Поначалу скатываться в трэш не стоит, всё должно выглядеть безобидно и даже мило, а вот потом, когда будет слишком дохрена церквей, слишком много шикующих священнослужителей, дающих деньги в рост — вот тогда-то и повеселимся. Можно сказать, что это интеллектуальная вакцинация.
— А теперь, будь добр, святой отец, — сказал я. — Иди к Лужко и делай мозг ему — у меня слишком много дел.

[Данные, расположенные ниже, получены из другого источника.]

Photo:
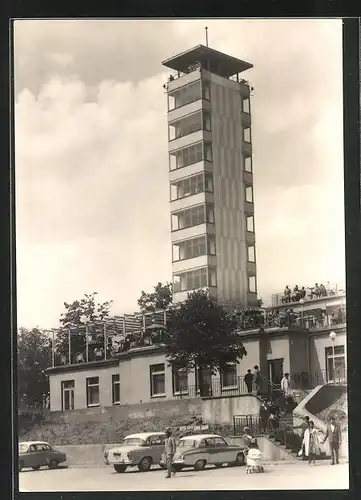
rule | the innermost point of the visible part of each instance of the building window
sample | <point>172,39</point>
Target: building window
<point>251,253</point>
<point>188,93</point>
<point>202,151</point>
<point>67,395</point>
<point>247,134</point>
<point>192,217</point>
<point>92,391</point>
<point>180,380</point>
<point>116,389</point>
<point>252,284</point>
<point>191,185</point>
<point>336,371</point>
<point>195,279</point>
<point>204,381</point>
<point>250,223</point>
<point>201,120</point>
<point>195,247</point>
<point>229,376</point>
<point>246,105</point>
<point>249,194</point>
<point>157,380</point>
<point>248,164</point>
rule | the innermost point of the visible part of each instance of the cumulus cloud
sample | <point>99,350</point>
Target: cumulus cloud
<point>92,166</point>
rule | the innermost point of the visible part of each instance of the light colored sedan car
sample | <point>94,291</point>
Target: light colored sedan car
<point>206,449</point>
<point>36,454</point>
<point>142,450</point>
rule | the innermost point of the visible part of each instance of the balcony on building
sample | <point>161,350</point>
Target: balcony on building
<point>192,217</point>
<point>198,251</point>
<point>191,159</point>
<point>194,279</point>
<point>189,98</point>
<point>191,190</point>
<point>201,58</point>
<point>318,312</point>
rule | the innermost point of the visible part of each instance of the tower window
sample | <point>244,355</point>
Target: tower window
<point>189,155</point>
<point>246,105</point>
<point>249,194</point>
<point>251,253</point>
<point>201,120</point>
<point>252,284</point>
<point>193,216</point>
<point>194,279</point>
<point>247,134</point>
<point>188,93</point>
<point>250,223</point>
<point>191,185</point>
<point>194,247</point>
<point>248,164</point>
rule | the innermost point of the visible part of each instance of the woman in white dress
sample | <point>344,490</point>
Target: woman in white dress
<point>311,443</point>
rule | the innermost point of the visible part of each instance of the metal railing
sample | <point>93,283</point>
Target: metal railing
<point>215,388</point>
<point>308,294</point>
<point>310,380</point>
<point>274,428</point>
<point>237,387</point>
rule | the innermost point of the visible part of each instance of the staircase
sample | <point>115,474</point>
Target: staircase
<point>282,433</point>
<point>286,437</point>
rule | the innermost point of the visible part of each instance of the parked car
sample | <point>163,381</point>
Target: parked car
<point>36,454</point>
<point>206,449</point>
<point>142,450</point>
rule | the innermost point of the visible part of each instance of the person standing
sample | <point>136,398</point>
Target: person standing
<point>264,415</point>
<point>286,389</point>
<point>256,380</point>
<point>311,443</point>
<point>248,380</point>
<point>304,426</point>
<point>333,434</point>
<point>169,451</point>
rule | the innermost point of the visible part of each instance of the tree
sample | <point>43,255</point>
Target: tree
<point>34,357</point>
<point>77,314</point>
<point>201,334</point>
<point>159,299</point>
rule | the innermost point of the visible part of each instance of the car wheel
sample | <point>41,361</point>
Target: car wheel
<point>240,459</point>
<point>120,468</point>
<point>145,464</point>
<point>200,464</point>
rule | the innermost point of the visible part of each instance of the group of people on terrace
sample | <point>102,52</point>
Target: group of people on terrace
<point>297,294</point>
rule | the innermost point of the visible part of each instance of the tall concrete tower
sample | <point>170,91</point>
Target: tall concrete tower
<point>211,177</point>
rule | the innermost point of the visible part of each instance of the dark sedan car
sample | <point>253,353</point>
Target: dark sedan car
<point>200,450</point>
<point>36,454</point>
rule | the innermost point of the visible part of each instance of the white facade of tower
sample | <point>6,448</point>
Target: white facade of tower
<point>211,182</point>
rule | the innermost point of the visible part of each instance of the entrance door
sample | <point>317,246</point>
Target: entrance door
<point>275,374</point>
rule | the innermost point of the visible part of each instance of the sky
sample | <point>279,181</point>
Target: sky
<point>91,162</point>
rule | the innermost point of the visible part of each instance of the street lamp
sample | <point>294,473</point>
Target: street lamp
<point>333,337</point>
<point>302,302</point>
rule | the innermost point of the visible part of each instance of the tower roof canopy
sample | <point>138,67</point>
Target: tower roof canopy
<point>212,60</point>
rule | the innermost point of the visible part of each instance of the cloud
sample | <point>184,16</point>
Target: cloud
<point>92,164</point>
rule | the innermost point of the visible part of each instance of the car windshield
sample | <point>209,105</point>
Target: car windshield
<point>23,448</point>
<point>187,443</point>
<point>133,442</point>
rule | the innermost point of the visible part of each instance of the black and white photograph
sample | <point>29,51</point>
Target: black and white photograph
<point>180,255</point>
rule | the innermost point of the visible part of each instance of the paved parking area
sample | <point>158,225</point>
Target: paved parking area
<point>295,476</point>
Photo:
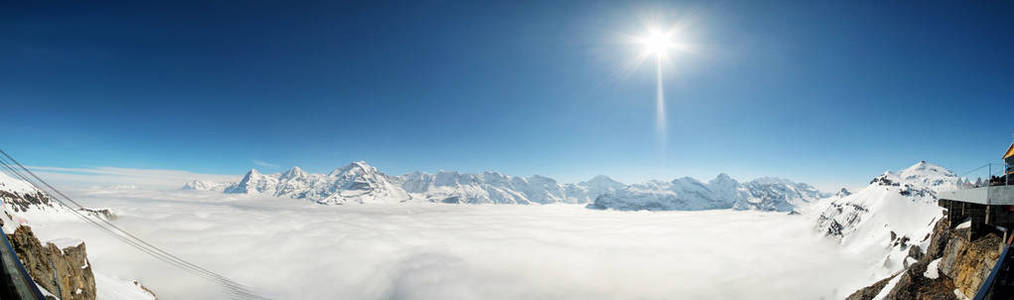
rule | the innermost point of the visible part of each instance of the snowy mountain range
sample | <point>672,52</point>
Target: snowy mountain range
<point>895,212</point>
<point>361,182</point>
<point>723,192</point>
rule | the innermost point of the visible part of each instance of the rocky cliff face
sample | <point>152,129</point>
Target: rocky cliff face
<point>62,269</point>
<point>951,268</point>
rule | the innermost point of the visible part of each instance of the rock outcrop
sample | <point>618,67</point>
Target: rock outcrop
<point>953,267</point>
<point>62,270</point>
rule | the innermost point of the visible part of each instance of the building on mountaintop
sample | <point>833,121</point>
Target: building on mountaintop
<point>989,210</point>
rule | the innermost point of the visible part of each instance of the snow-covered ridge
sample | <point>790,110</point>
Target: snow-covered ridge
<point>895,212</point>
<point>361,182</point>
<point>723,192</point>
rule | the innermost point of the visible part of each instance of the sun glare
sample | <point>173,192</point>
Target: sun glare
<point>656,42</point>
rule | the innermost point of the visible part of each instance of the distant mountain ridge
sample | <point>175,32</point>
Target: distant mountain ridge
<point>891,218</point>
<point>361,182</point>
<point>685,194</point>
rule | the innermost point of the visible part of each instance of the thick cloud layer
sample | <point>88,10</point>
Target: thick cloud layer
<point>292,249</point>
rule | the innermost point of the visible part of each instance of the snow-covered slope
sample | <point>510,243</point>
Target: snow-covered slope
<point>361,182</point>
<point>721,193</point>
<point>206,185</point>
<point>890,215</point>
<point>22,203</point>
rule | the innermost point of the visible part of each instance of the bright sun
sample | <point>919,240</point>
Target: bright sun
<point>656,42</point>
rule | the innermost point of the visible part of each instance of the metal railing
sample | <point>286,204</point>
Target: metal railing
<point>16,282</point>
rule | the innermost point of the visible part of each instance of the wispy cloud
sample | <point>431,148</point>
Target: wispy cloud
<point>265,163</point>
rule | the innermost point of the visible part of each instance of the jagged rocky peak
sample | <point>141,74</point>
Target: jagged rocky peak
<point>723,179</point>
<point>21,196</point>
<point>843,193</point>
<point>65,259</point>
<point>355,168</point>
<point>923,174</point>
<point>294,172</point>
<point>198,184</point>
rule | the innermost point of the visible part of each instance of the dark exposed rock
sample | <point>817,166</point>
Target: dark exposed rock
<point>868,293</point>
<point>962,266</point>
<point>915,285</point>
<point>65,273</point>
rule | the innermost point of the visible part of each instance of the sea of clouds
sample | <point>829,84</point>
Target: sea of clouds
<point>288,248</point>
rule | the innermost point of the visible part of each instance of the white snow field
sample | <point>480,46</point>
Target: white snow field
<point>287,248</point>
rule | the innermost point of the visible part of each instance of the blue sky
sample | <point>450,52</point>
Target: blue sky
<point>831,93</point>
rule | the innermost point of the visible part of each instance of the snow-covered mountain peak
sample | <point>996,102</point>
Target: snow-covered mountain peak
<point>361,182</point>
<point>355,168</point>
<point>723,179</point>
<point>294,172</point>
<point>602,181</point>
<point>922,175</point>
<point>843,193</point>
<point>894,212</point>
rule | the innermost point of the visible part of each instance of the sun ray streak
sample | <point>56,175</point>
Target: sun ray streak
<point>659,103</point>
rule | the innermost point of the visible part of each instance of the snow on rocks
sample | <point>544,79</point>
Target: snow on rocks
<point>932,270</point>
<point>685,194</point>
<point>885,219</point>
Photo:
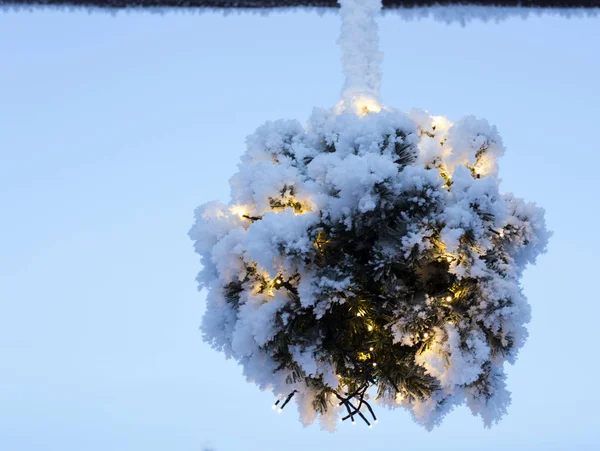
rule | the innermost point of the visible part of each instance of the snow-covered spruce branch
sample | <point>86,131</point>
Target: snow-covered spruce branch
<point>371,252</point>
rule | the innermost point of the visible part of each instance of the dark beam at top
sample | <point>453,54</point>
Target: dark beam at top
<point>260,4</point>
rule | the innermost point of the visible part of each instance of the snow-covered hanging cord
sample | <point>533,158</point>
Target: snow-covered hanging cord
<point>361,58</point>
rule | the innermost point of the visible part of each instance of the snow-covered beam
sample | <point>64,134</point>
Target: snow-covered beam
<point>261,4</point>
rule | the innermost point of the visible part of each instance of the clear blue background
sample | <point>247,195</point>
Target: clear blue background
<point>112,129</point>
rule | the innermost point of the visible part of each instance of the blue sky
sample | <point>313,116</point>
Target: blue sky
<point>112,129</point>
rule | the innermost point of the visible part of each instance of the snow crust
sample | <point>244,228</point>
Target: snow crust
<point>339,186</point>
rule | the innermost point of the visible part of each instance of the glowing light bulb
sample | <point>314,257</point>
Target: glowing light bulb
<point>239,210</point>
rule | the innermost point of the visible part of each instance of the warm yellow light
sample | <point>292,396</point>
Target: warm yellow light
<point>366,105</point>
<point>360,105</point>
<point>239,210</point>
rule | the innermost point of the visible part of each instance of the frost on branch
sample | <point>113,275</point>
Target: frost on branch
<point>370,256</point>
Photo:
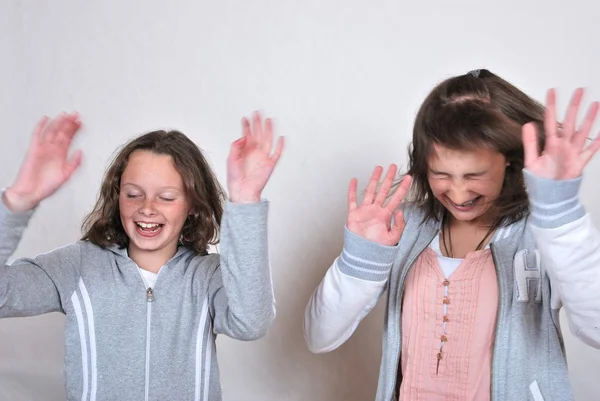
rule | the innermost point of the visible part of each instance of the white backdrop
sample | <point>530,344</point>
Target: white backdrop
<point>343,80</point>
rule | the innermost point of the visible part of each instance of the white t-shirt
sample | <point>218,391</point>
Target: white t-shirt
<point>447,264</point>
<point>149,277</point>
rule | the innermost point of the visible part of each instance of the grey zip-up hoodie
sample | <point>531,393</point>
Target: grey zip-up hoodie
<point>125,343</point>
<point>528,355</point>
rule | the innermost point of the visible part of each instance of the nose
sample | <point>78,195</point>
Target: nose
<point>147,208</point>
<point>459,193</point>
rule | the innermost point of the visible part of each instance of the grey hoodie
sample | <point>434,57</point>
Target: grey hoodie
<point>528,355</point>
<point>126,343</point>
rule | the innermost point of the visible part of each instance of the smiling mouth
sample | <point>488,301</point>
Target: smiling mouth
<point>467,204</point>
<point>149,227</point>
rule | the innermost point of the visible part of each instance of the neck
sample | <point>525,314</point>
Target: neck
<point>151,261</point>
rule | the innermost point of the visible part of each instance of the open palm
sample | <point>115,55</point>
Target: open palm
<point>46,166</point>
<point>565,153</point>
<point>372,219</point>
<point>252,160</point>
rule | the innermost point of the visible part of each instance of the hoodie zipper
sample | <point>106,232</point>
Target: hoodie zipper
<point>149,299</point>
<point>498,313</point>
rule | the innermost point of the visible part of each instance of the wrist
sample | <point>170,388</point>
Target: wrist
<point>17,203</point>
<point>244,198</point>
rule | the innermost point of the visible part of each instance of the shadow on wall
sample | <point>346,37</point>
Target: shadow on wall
<point>31,367</point>
<point>284,369</point>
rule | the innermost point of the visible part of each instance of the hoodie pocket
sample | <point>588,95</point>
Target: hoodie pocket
<point>535,391</point>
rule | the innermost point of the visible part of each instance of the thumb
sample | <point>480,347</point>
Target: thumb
<point>72,164</point>
<point>398,226</point>
<point>237,148</point>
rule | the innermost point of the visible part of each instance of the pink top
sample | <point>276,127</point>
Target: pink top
<point>448,328</point>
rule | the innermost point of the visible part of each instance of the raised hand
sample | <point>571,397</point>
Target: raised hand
<point>252,160</point>
<point>565,153</point>
<point>372,220</point>
<point>46,166</point>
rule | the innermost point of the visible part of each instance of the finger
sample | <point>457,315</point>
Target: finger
<point>372,187</point>
<point>530,144</point>
<point>237,147</point>
<point>550,115</point>
<point>72,165</point>
<point>352,195</point>
<point>571,117</point>
<point>398,227</point>
<point>66,130</point>
<point>257,129</point>
<point>267,140</point>
<point>582,135</point>
<point>51,128</point>
<point>590,151</point>
<point>388,181</point>
<point>278,150</point>
<point>39,128</point>
<point>246,127</point>
<point>398,196</point>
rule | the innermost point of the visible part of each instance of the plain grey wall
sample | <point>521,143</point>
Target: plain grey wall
<point>342,78</point>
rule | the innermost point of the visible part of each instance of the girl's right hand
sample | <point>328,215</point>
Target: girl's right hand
<point>372,220</point>
<point>46,166</point>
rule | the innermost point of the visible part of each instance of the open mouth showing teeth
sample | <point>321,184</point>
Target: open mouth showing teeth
<point>469,203</point>
<point>149,227</point>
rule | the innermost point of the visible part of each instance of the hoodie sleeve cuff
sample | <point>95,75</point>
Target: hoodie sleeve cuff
<point>364,259</point>
<point>554,203</point>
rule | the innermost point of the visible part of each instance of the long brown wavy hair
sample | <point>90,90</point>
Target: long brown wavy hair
<point>473,111</point>
<point>204,193</point>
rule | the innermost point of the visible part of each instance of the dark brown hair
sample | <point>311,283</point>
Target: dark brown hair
<point>205,195</point>
<point>473,111</point>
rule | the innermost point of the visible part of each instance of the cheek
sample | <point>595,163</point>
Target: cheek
<point>126,208</point>
<point>438,186</point>
<point>178,213</point>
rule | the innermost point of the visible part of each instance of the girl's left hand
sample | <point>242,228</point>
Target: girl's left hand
<point>565,153</point>
<point>252,160</point>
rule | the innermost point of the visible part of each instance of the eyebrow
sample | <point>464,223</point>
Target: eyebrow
<point>169,188</point>
<point>475,174</point>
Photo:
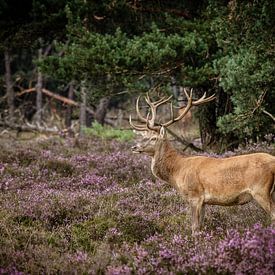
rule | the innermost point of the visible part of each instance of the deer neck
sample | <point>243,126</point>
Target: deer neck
<point>164,161</point>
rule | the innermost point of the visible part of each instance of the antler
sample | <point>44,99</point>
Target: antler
<point>190,103</point>
<point>150,123</point>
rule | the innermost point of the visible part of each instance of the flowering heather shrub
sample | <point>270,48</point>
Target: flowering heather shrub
<point>94,207</point>
<point>250,252</point>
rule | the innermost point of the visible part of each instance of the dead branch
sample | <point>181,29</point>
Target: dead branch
<point>270,115</point>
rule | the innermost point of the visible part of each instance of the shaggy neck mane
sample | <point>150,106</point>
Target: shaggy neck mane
<point>165,160</point>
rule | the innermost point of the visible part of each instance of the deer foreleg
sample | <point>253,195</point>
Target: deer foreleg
<point>196,211</point>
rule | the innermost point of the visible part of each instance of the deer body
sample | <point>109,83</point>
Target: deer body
<point>205,180</point>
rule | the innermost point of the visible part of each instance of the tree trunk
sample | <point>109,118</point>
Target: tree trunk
<point>9,86</point>
<point>39,84</point>
<point>101,110</point>
<point>68,115</point>
<point>82,117</point>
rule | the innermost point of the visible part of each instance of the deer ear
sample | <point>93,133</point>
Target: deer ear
<point>162,132</point>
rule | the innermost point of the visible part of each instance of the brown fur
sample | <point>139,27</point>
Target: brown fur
<point>203,180</point>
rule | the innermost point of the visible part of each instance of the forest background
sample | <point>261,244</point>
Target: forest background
<point>103,53</point>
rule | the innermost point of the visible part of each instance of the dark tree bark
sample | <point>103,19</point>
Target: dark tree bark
<point>9,87</point>
<point>101,110</point>
<point>38,87</point>
<point>82,117</point>
<point>68,115</point>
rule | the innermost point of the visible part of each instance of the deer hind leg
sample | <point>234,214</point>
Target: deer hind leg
<point>264,201</point>
<point>202,214</point>
<point>196,211</point>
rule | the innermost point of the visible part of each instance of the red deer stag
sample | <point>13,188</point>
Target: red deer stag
<point>205,180</point>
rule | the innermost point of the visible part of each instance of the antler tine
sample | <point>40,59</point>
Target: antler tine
<point>162,101</point>
<point>137,127</point>
<point>190,103</point>
<point>151,127</point>
<point>138,112</point>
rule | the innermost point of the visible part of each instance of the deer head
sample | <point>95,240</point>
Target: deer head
<point>153,133</point>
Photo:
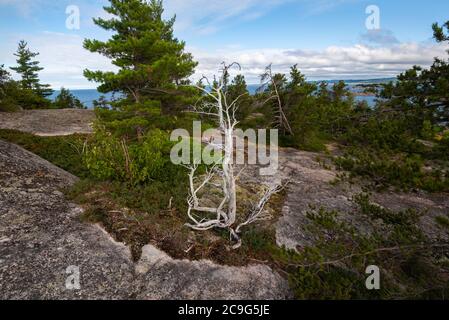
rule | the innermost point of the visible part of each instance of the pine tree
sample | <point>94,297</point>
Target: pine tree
<point>66,100</point>
<point>28,70</point>
<point>151,61</point>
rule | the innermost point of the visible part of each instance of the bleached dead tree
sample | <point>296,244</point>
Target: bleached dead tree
<point>224,215</point>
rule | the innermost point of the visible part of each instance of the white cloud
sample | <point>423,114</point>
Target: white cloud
<point>208,16</point>
<point>63,58</point>
<point>335,62</point>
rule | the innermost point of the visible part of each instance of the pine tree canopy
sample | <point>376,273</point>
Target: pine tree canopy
<point>149,58</point>
<point>28,69</point>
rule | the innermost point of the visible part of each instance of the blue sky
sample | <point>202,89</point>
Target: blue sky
<point>327,38</point>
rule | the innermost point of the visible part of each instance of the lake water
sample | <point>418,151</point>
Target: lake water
<point>89,95</point>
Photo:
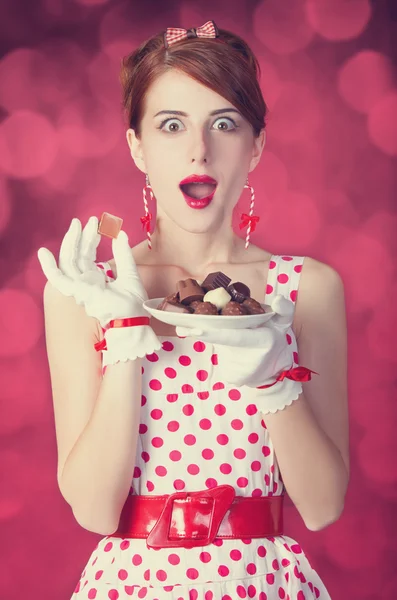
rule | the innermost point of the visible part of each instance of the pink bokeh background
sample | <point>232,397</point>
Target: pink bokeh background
<point>325,188</point>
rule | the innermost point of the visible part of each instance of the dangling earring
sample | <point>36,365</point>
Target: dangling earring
<point>251,220</point>
<point>148,216</point>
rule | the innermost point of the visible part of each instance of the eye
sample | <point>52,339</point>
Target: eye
<point>170,125</point>
<point>226,122</point>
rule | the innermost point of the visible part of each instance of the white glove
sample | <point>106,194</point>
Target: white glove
<point>255,357</point>
<point>79,276</point>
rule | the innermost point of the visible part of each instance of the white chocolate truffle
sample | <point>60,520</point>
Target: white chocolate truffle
<point>220,297</point>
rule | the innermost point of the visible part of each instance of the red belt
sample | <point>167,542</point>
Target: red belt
<point>191,519</point>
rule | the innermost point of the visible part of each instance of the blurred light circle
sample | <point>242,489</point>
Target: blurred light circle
<point>338,19</point>
<point>382,124</point>
<point>282,26</point>
<point>28,145</point>
<point>364,79</point>
<point>296,114</point>
<point>21,322</point>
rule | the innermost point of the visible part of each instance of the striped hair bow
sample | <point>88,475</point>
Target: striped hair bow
<point>177,34</point>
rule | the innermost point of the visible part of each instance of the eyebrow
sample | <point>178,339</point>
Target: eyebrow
<point>183,114</point>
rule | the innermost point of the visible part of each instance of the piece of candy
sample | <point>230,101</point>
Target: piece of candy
<point>215,280</point>
<point>239,291</point>
<point>189,290</point>
<point>233,309</point>
<point>109,225</point>
<point>206,308</point>
<point>253,307</point>
<point>219,297</point>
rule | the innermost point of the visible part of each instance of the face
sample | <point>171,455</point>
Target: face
<point>207,136</point>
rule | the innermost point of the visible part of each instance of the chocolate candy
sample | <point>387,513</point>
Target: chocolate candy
<point>239,291</point>
<point>253,307</point>
<point>233,309</point>
<point>109,225</point>
<point>189,290</point>
<point>206,308</point>
<point>215,280</point>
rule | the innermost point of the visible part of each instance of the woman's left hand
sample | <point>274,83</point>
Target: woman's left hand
<point>252,357</point>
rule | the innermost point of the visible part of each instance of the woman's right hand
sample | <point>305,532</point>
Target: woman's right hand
<point>78,275</point>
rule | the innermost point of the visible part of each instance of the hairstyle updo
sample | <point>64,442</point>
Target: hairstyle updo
<point>225,64</point>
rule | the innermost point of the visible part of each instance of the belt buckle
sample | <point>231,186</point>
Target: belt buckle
<point>218,499</point>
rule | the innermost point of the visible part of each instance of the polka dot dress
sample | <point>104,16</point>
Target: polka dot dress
<point>197,432</point>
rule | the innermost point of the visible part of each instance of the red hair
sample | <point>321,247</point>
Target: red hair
<point>229,68</point>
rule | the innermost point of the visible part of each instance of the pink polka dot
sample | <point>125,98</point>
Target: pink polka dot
<point>179,484</point>
<point>282,278</point>
<point>199,346</point>
<point>225,468</point>
<point>125,544</point>
<point>189,439</point>
<point>210,482</point>
<point>175,455</point>
<point>168,346</point>
<point>202,375</point>
<point>169,372</point>
<point>207,453</point>
<point>193,469</point>
<point>184,360</point>
<point>242,482</point>
<point>172,397</point>
<point>174,559</point>
<point>239,453</point>
<point>187,389</point>
<point>173,426</point>
<point>156,413</point>
<point>222,439</point>
<point>205,557</point>
<point>192,573</point>
<point>155,385</point>
<point>157,442</point>
<point>234,395</point>
<point>218,386</point>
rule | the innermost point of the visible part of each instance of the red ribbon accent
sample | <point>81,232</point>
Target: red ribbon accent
<point>296,374</point>
<point>146,221</point>
<point>246,220</point>
<point>128,322</point>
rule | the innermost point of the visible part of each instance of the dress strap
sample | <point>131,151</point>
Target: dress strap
<point>283,277</point>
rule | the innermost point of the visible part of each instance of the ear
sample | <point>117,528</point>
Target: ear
<point>136,149</point>
<point>257,149</point>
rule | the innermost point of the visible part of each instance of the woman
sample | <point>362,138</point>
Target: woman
<point>220,414</point>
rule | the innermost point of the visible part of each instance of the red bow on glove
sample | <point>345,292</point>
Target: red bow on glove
<point>247,219</point>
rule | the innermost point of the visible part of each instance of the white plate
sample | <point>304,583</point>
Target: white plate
<point>207,321</point>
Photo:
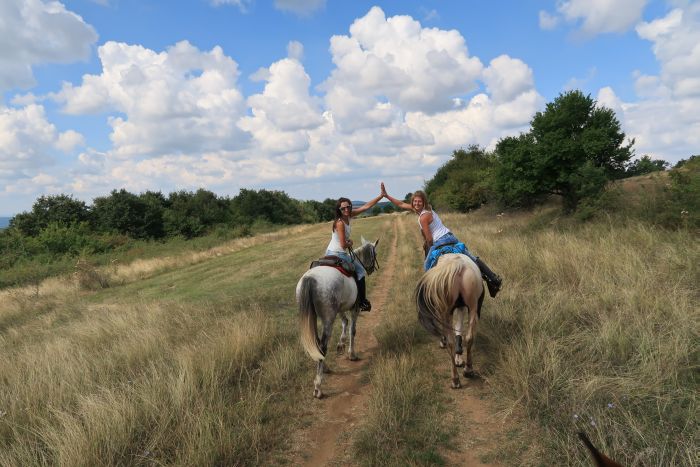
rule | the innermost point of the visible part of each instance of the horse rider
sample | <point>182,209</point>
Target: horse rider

Священник, не очень довольный итогами беседы, ушёл, а я вернулся к тексту указа.
Протекторат затих, поэтому мною было решено начинать развитие сельского хозяйства. Только не классического, а неоклассического.
Силами платформ Захара в городах возводятся аграрные небоскрёбы.
В перспективу контроля пахотной земли, когда Протекторат решит нагрянуть снова, я не верю, поэтому надо позаботиться о продовольственной безопасности.
Стальные небоскрёбы, изготовленные из местной роскоши — двадцатисантиметровой толщины стальных плит, запечатанных в сандвич из двух железобетонных плит, станут источником нашего овощного благополучия.
Освещение ультрафиолетовое, искусственное, источник питания отдельный — микроядерный реактор, установленный глубоко под землёй, субстрат особый, производимый на отдельном заводе, обслуживание автоматическое.
Мы всё посчитали.
Один небоскрёб, имеющий высоту в сто этажей, то есть 350 метров, содержит в себе 600 000 квадратных метров полезной площади, которую будут полностью занимать гидропонные фермы.